Historiographie aus jüdischer Sicht:
Die Geschichtsschreibung der Schoah

Dan Michman:
Die Historiographie der Shoah aus jüdischer Sicht.
Konzeptualisierungen, Terminologie, Anschauungen, Grundfragen.
Hamburg: Dölling und Galitz Verlag, 2002, 355 S., € 24,80

Gideon Greif, Matthias Beer, Tel Aviv/Israel

Michmans Buch umfasst eine weitreichende Konzeptualisierung von Grundfragen und Terminologie zur Historiographie der Shoah. Er differenziert konsequent zwischen relevanten und weniger relevanten Fragen, revidiert abwegige Interpretationen und bietet einen wichtigen Gesamtüberblick zu aktuellen Debatten in der Shoah-Forschung.

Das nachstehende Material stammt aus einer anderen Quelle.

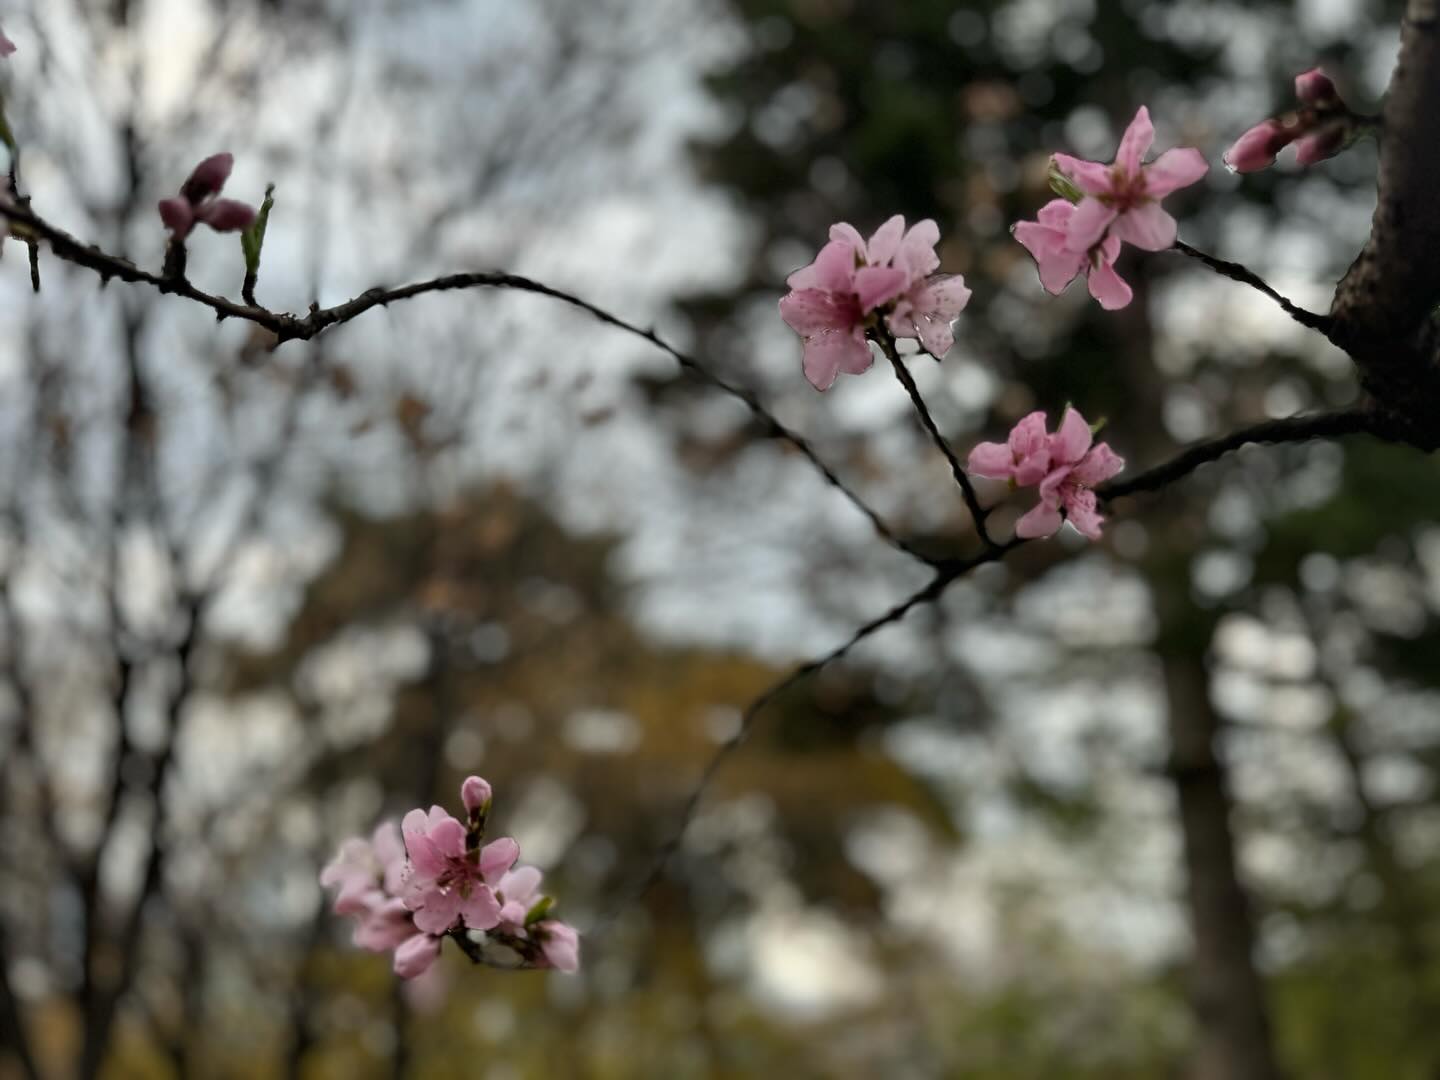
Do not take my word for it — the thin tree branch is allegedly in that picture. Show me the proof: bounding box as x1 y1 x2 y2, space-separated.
1 204 931 567
1173 241 1334 337
871 328 997 550
1099 409 1391 502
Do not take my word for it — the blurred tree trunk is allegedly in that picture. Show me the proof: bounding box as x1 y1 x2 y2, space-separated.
1119 277 1283 1080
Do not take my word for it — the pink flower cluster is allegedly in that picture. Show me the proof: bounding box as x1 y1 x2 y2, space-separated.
779 215 971 391
1013 107 1208 310
1224 69 1353 173
320 775 580 980
967 407 1124 540
158 153 257 239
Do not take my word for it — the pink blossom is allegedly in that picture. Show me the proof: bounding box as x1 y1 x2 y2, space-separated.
535 920 581 973
1052 106 1208 254
352 895 418 953
400 805 518 935
780 215 968 389
1012 199 1132 310
969 408 1124 541
158 152 257 238
0 28 15 57
319 821 406 915
393 933 442 980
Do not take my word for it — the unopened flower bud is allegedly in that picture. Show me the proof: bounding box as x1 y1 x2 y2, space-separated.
1294 68 1338 107
461 775 492 817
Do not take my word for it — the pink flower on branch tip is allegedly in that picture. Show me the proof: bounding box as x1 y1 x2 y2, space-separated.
779 215 969 391
461 775 492 816
536 921 581 973
968 407 1124 541
158 152 257 238
1051 106 1209 255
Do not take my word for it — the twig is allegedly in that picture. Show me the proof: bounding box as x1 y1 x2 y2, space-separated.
1173 240 1334 337
0 204 931 567
1099 409 1388 502
871 328 997 550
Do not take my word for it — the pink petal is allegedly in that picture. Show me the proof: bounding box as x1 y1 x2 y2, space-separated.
354 897 415 952
1062 488 1105 539
914 316 956 358
1070 442 1125 486
1036 199 1076 228
401 809 447 880
1013 219 1083 295
181 153 234 203
1087 259 1133 310
410 888 463 935
1063 198 1118 253
459 886 502 931
499 900 528 927
426 815 467 859
1050 154 1112 196
828 222 867 255
158 198 194 235
967 441 1017 479
854 265 909 312
865 215 906 265
194 197 257 233
393 933 442 980
0 30 16 57
500 865 543 906
803 329 872 391
1143 147 1208 198
1112 203 1178 251
1015 502 1064 539
1051 407 1094 465
897 218 941 277
479 837 520 885
786 239 857 293
1115 106 1154 175
779 289 857 337
1009 412 1053 487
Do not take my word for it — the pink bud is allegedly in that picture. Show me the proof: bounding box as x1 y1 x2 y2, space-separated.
1294 125 1347 166
194 197 257 233
1223 121 1290 173
181 153 235 204
393 933 442 980
1294 68 1337 107
538 921 581 973
158 197 195 236
0 28 16 57
460 776 492 815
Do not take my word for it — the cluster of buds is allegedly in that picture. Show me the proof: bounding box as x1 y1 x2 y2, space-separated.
967 408 1124 540
778 215 971 391
1224 69 1364 173
321 775 580 981
158 153 257 240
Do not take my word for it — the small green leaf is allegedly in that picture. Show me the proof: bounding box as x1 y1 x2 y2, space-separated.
241 184 274 272
523 896 555 926
1047 160 1083 204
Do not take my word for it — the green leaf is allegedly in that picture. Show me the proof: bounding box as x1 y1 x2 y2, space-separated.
1047 159 1083 204
241 183 275 282
524 896 555 926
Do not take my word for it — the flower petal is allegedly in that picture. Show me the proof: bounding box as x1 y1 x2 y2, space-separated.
828 222 867 255
393 934 442 980
897 218 941 277
854 265 909 312
1051 407 1093 465
786 238 857 293
1062 488 1105 539
1112 203 1177 251
1062 198 1118 253
1143 147 1208 198
865 215 905 265
460 886 502 931
1087 259 1133 310
1015 502 1064 539
479 837 521 885
802 330 872 391
779 289 853 336
1116 106 1154 175
1070 443 1125 487
967 441 1016 479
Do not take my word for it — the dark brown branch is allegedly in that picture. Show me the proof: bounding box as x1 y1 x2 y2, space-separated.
871 329 997 550
1099 409 1391 502
1 204 931 567
1173 241 1334 337
1331 0 1440 342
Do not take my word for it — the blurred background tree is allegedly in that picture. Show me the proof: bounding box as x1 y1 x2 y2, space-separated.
2 1 1440 1078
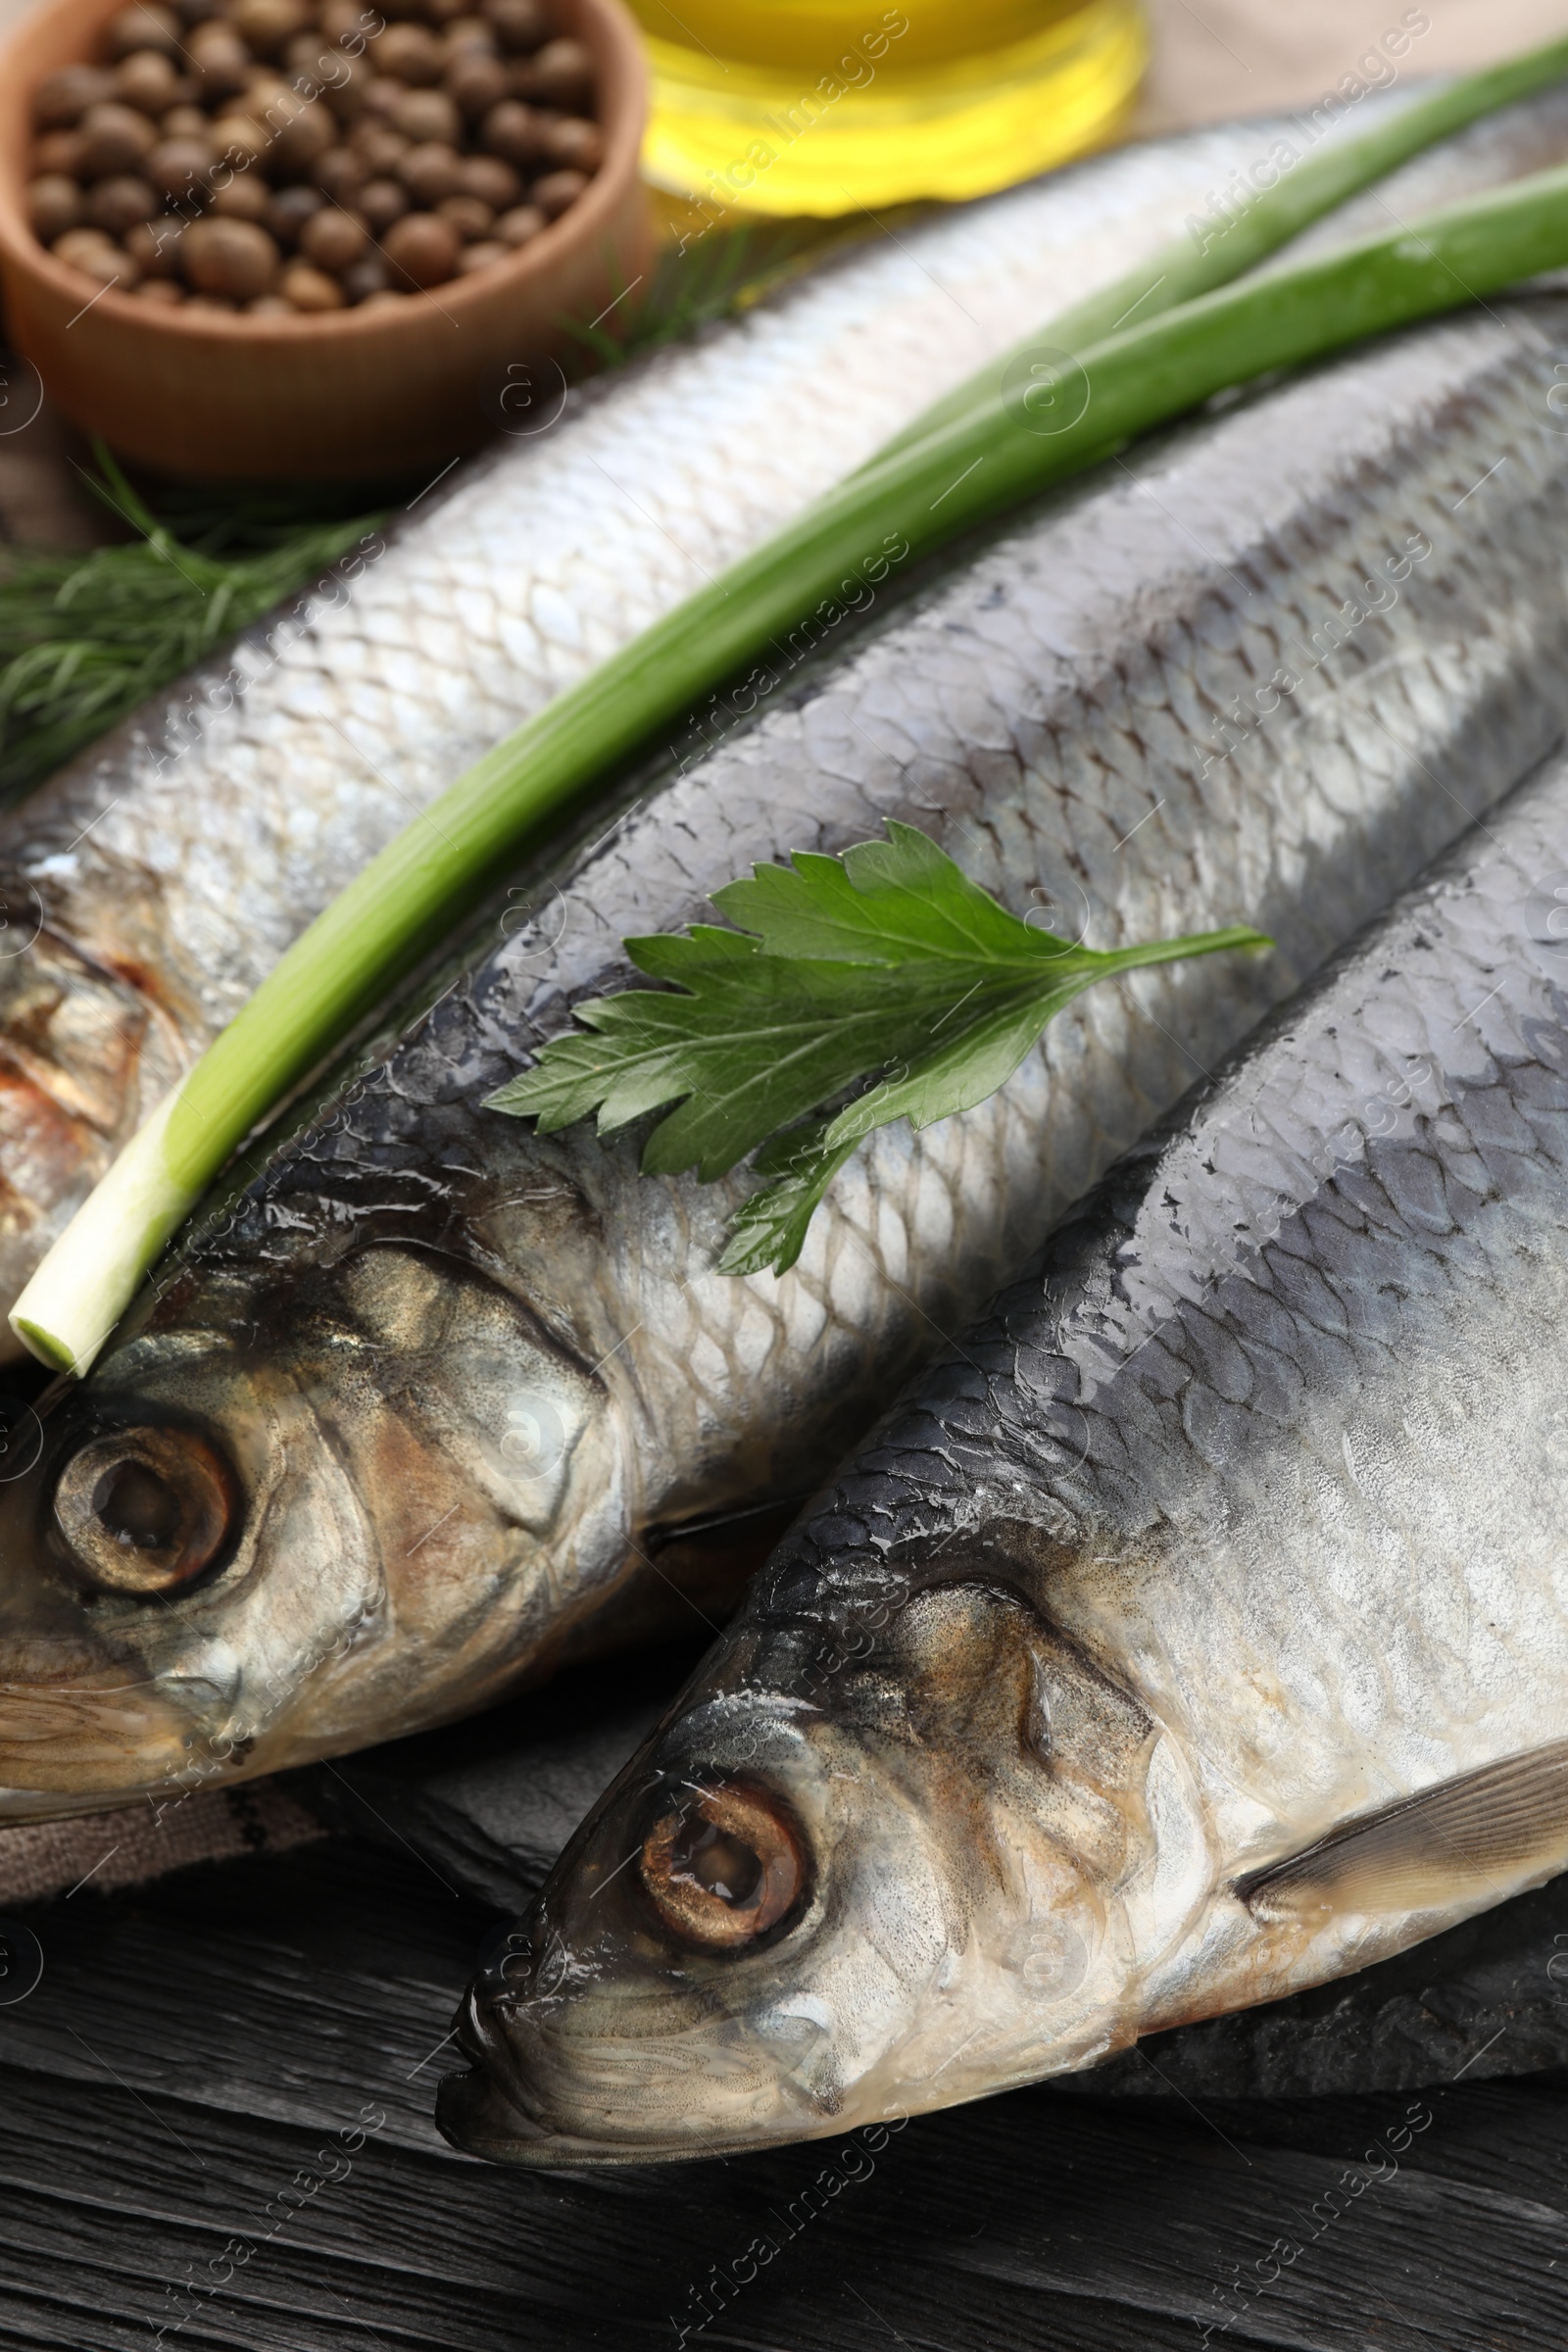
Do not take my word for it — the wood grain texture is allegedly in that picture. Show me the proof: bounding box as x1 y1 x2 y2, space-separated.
0 1836 1563 2350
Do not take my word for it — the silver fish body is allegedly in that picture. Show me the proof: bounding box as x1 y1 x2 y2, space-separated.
441 743 1568 2173
0 105 1434 1354
6 282 1568 1816
2 89 1567 1346
439 735 1568 2167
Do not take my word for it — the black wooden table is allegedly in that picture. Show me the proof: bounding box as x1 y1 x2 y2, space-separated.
0 1832 1562 2350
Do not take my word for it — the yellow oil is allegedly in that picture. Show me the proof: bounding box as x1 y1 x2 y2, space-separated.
631 0 1147 221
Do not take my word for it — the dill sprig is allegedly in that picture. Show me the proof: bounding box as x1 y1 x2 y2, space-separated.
0 449 385 804
0 224 827 807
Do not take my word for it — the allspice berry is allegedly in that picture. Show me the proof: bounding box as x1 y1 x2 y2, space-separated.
530 167 585 218
280 260 345 309
134 276 186 304
104 3 180 58
357 175 408 231
314 145 366 203
494 199 544 246
398 139 465 205
35 129 88 177
183 214 281 298
32 66 116 129
77 101 158 178
268 181 324 241
114 50 183 114
341 250 391 301
445 53 508 119
459 152 519 209
371 24 445 83
436 191 491 241
382 208 460 286
456 236 507 273
25 173 83 244
147 135 216 200
85 173 158 237
484 0 550 54
517 36 592 105
161 104 211 137
125 217 184 274
299 203 368 269
210 170 272 220
189 25 253 101
479 98 546 168
231 0 309 56
542 115 601 172
393 87 461 144
54 226 139 286
271 102 336 175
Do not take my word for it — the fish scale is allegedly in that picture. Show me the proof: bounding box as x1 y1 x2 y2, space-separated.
5 91 1568 1348
8 282 1568 1821
439 739 1568 2168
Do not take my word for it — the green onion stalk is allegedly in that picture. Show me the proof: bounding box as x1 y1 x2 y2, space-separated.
16 144 1568 1373
877 31 1568 460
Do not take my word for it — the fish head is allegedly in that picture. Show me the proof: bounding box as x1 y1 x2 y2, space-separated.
440 1560 1190 2163
0 1218 631 1809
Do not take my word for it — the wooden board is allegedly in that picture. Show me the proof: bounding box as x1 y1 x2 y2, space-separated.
0 1832 1564 2349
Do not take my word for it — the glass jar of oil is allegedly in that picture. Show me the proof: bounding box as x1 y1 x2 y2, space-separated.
631 0 1147 220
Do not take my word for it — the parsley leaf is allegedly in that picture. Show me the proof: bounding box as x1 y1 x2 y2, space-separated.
485 821 1270 1275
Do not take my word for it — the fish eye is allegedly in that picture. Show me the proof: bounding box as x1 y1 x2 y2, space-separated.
638 1780 805 1951
51 1426 239 1597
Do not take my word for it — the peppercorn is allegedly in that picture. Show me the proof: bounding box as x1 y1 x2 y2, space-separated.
382 209 460 286
398 139 465 205
300 203 368 269
184 215 281 298
85 173 158 236
77 102 157 178
32 66 116 129
494 199 544 246
530 167 585 218
480 98 547 168
25 174 83 245
280 260 345 309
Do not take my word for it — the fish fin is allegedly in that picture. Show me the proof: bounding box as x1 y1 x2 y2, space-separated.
1234 1739 1568 1924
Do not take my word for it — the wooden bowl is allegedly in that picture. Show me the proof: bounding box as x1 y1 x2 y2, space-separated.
0 0 652 480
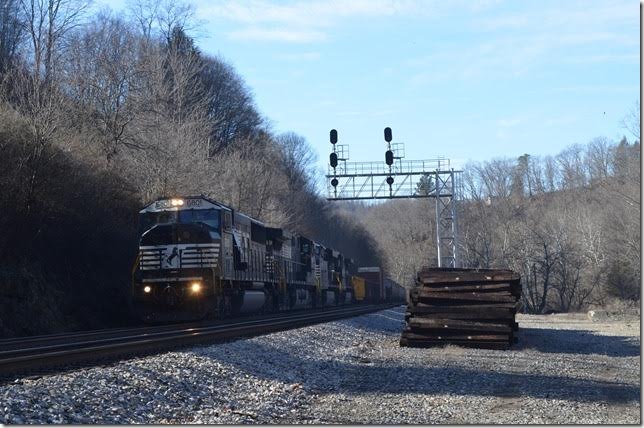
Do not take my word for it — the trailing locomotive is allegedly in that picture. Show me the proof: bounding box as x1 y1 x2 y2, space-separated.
131 195 377 322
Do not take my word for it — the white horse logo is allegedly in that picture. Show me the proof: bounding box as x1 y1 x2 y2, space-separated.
163 247 180 269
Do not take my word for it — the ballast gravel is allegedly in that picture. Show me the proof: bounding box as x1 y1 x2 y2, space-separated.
1 307 640 424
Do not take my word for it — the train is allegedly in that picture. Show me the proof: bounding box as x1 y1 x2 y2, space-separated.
130 195 406 322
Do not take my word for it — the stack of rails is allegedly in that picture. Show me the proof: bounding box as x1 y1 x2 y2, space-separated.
400 267 521 350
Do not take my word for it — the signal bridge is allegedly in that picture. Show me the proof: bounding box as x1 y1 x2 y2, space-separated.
325 128 463 268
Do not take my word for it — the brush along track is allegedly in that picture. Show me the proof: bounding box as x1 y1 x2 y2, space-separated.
400 268 522 349
0 304 394 378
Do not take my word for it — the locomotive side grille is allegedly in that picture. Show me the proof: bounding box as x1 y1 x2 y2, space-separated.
139 248 164 270
265 255 274 274
181 244 219 268
139 243 220 270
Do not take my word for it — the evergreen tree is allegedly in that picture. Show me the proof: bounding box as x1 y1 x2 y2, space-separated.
415 174 434 196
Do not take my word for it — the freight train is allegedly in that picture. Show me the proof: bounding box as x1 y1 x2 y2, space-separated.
131 196 405 321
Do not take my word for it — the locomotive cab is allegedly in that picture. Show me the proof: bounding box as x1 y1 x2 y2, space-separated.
132 197 226 322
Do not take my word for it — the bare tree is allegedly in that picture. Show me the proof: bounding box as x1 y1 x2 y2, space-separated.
556 144 587 189
127 0 194 41
200 55 262 153
20 0 88 86
512 221 558 314
65 12 142 161
6 0 88 217
0 0 22 76
474 158 514 199
208 138 291 226
585 137 612 182
622 100 640 141
275 131 316 189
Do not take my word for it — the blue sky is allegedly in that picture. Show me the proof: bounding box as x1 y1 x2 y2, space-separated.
99 0 640 177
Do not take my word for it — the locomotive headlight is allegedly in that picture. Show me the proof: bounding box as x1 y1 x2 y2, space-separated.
171 198 184 206
143 285 152 293
190 282 202 293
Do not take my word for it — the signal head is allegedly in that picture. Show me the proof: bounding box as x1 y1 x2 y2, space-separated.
330 129 338 144
385 150 394 166
330 152 338 168
384 127 392 143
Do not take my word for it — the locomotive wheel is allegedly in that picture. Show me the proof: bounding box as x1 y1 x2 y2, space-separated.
263 290 274 314
230 290 244 316
217 296 232 317
311 288 318 308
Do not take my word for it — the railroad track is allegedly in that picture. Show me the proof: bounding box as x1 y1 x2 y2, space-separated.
0 303 396 379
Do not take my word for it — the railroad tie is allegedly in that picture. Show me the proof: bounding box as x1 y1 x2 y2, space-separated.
400 267 522 350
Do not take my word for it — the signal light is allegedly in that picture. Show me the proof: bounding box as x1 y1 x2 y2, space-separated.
386 176 394 185
331 178 339 187
384 127 392 143
330 129 338 144
330 152 338 168
385 150 394 165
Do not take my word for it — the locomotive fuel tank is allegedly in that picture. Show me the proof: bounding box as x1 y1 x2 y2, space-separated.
238 290 266 313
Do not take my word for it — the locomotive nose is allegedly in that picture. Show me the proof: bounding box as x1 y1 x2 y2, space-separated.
164 286 179 306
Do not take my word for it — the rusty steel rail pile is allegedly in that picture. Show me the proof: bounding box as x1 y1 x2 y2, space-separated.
400 268 522 350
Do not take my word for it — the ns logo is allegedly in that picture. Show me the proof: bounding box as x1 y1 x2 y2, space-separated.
163 247 180 269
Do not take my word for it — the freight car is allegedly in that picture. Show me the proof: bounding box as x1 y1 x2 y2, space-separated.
352 271 407 305
385 278 408 304
357 266 383 302
131 195 390 322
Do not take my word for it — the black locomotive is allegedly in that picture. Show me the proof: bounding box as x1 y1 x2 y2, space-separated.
131 196 405 322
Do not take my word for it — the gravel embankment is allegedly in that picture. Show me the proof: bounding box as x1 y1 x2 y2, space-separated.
1 307 640 424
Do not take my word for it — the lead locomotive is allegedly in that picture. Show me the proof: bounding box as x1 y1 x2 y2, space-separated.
131 196 357 321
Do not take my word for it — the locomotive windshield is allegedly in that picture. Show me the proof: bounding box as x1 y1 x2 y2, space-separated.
138 209 220 236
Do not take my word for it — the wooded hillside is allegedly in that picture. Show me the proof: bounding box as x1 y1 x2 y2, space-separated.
356 132 640 313
0 0 381 337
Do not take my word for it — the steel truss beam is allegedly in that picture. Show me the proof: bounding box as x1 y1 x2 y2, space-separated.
325 159 462 268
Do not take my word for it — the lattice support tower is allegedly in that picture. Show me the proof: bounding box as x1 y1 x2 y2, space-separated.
434 170 460 268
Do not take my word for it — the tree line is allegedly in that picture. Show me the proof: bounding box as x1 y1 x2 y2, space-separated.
356 127 640 314
0 0 380 337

Die Bandbreite der im Buch behandelten Themen ist überaus weit gesteckt. Wie im Titel angedeutet, beleuchtet Michmans Buch vor allem die jüdische Dimension der Shoah und erläutert dabei Aspekte wie die bisher wenig erforschte Frage nach dem jüdischen religiösen Leben während der Shoah, den viel diskutierten Zusammenhang zwischen der Shoah und der Gründung des Staates Israel, sowie allgemeinere Aspekte wie das Verhältnis von Faschismus und Nationalsozialismus.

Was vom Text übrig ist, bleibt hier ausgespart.